The term “new Antisemitism” and differences and similarities between Anti-Zionism, antisemitism, and hatred against Israel have led to fierce debates among scholars. Instead of insulting each other and imagining themselves in a kind of “war”, Günther Jikeli argues, scholars would do better to look into the arguments and empirical evidence.

Jonathan Judaken has written about “Anti-antisemitic Hitmen and the New Judeophobia” in the Huffington Post on 4 February 2013.

However, his piece reveals more about the author’s flawed logic than about the issue itself that he calls the “new Judeophobia”. Judaken sees himself in the middle of a “high-stakes, scholarly turf war”, with “heavy artillery” and “bloodshed” to come. He believes that he is the prime victim of a recent “bomb throwing”.
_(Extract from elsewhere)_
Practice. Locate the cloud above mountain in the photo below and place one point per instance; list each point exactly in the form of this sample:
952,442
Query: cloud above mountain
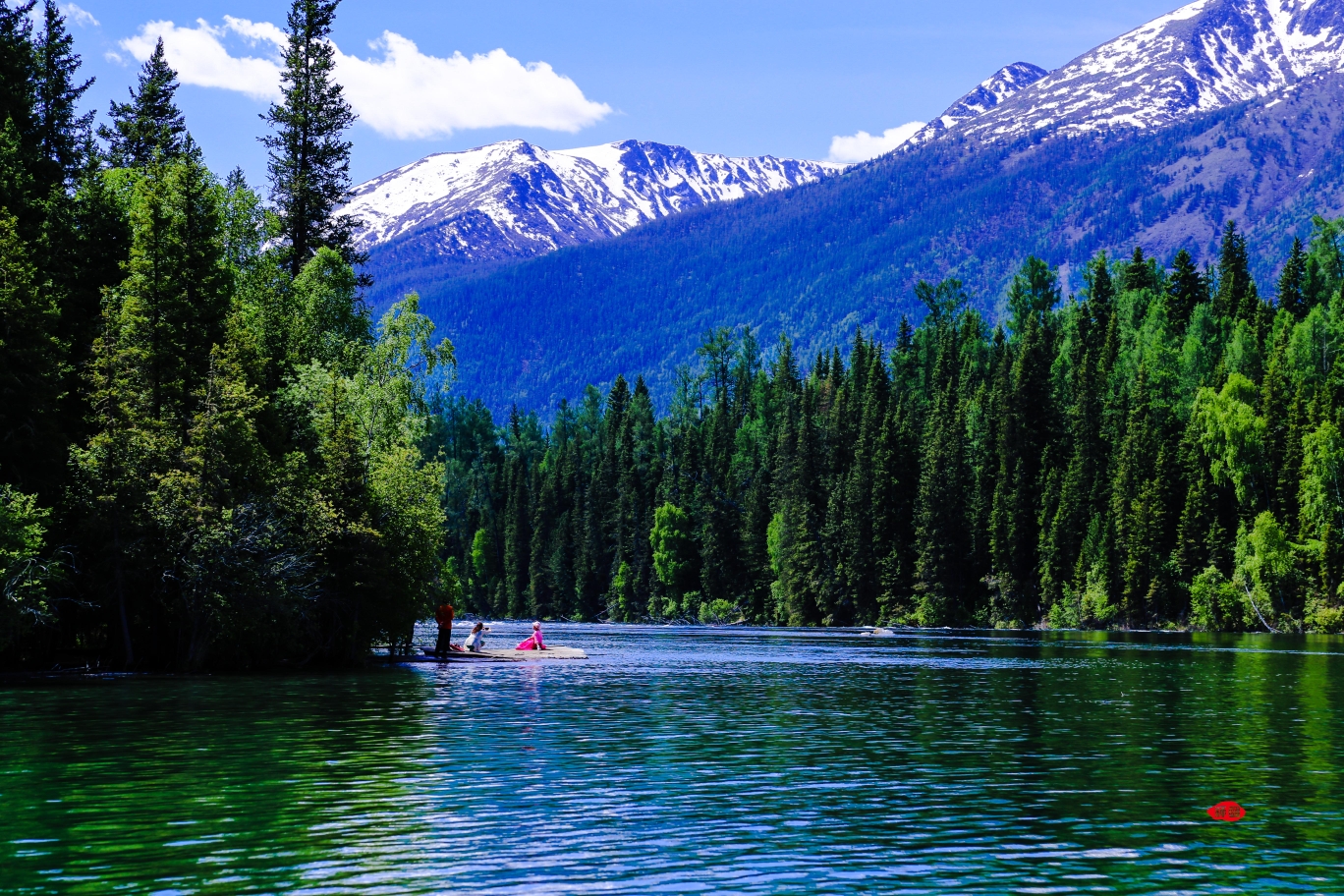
401,93
862,146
What happened? Judaken was criticized by another scholar, Clemens Heni, for some of his works and approaches towards the study of antisemitism at the end of last year. Heni accused him and others who recently founded the “International Consortium for Research on Antisemitism and Racism” (ICRAR) of a number of flaws. Some of the accusations have some merit, while others might be without reason or of minor importance.
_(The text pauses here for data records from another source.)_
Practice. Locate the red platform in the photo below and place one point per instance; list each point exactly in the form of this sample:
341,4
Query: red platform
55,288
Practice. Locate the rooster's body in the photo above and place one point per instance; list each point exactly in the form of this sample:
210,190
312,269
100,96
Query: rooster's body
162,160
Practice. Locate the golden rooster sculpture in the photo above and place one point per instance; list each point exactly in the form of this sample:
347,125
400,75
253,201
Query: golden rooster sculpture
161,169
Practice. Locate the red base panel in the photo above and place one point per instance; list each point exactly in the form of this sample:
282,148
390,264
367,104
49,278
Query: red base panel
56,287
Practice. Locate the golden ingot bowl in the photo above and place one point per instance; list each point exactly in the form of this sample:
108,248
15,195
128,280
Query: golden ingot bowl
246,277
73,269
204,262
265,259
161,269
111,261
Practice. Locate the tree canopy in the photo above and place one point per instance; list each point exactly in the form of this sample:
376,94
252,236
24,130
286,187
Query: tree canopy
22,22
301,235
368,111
Judaken is well advised to respond to critiques, preferably with arguments. But what he did was to insult – interestingly not Heni who criticized him – but those who, through their research, give evidence that he is just wrong on a number of accounts.
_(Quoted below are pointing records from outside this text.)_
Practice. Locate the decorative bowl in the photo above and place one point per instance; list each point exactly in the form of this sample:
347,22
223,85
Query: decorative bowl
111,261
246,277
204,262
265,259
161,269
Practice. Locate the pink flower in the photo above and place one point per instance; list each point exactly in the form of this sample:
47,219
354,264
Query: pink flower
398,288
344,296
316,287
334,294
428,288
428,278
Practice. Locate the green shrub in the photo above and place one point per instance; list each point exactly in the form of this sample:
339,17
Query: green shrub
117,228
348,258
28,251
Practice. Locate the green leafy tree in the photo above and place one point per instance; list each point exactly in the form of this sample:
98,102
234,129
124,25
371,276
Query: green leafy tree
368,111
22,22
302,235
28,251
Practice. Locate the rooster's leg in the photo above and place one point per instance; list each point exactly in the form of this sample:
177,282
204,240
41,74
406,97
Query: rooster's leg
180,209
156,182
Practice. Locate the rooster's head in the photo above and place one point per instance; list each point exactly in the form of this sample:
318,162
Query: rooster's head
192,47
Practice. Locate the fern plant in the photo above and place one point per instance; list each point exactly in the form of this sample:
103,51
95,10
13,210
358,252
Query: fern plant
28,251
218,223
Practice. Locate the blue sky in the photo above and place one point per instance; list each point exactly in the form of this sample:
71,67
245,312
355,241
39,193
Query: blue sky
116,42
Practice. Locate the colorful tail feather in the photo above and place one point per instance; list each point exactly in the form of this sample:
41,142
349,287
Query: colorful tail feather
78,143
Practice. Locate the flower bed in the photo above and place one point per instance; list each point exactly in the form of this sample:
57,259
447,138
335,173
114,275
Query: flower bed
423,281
He tries to portray a “war” between those who investigate, document, and analyze current trends of antisemitism in a broader social and historical context, such as eminent scholars Robert Wistrich and Alvin Rosenfeld on the one hand and delusional anti-Zionists or “post-Zionists” such as Norman Finkelstein, who has repeatedly used antisemitic arguments himself. Fittingly, he equates antisemitic formulas such as “Zionism is racism” and “Israel is an apartheid state” with the statement that “anti-Zionism is antisemitism”, and believes that “neo-conservative philosemitism serves as the reverse of Islamism’s Judaeophobia.” His wish for harmony, that is, the attempt to silence scholars who work on contemporary forms of antisemitism with flawed equations, denies antisemitism in effect.

Judaken simply does not want to acknowledge the fact that old antisemitic tropes such as the blood libel appear more than often in anti-Zionist discourse; that anti-Zionism often spills over into verbal and physical attacks against Jews and that singling out the Jewish state as responsible for the evil of the world and questioning the legitimacy of the existence of the Jewish state of all other states is biased, that is, antisemitically biased.

Instead of looking into the historical and contemporary evidence that scholars such as Wistrich and Rosenfeld have gathered, he insults these very scholars as “hitmen”. Such tactics are very far away from scholarly debate and backfire on himself: He seems to lack arguments.

However, some of his points are worthy of being debated further: He is right that the forms of hatred against Jews are changing. The way people justify their hatred of Jews today is not the same as in the Middle Ages or at the beginning of the 20th century. Today, few would argue that the “Jewish race” is contaminating the Aryan race. His advocacy for Taguieff’s term “Judeophobia” does have some merits as well, as the term distinguishes between forms of antisemitism until 1945 and contemporary forms. However, the example Judaken gives himself, the Toulouse murder by Mohamed Merah, leaves some doubts if “phobia” – fear – is the appropriate term for an ideology that leads to coldblooded murder of children. Judaken is also right that “there is no direct causal correlation between the social facts and social acts of Judeophobes” but that they do play a role which needs to be investigated.

However, to begin his promotion of the new “International Consortium for Research on Antisemitism and Racism” (ICRAR) with an insult instead of arguments is not very promising. We should wait and see how other members of this consortium reply to Heni’s accusations in “Kosher stamps for post & anti-Zionism at ‘Pears Institute for the Study of Antisemitism’ in London.” The call for their upcoming conference on “Boycotts, Past and Present” looks like an attempt to whitewash the current biased, and yes, antisemitic, boycott movements against Israel.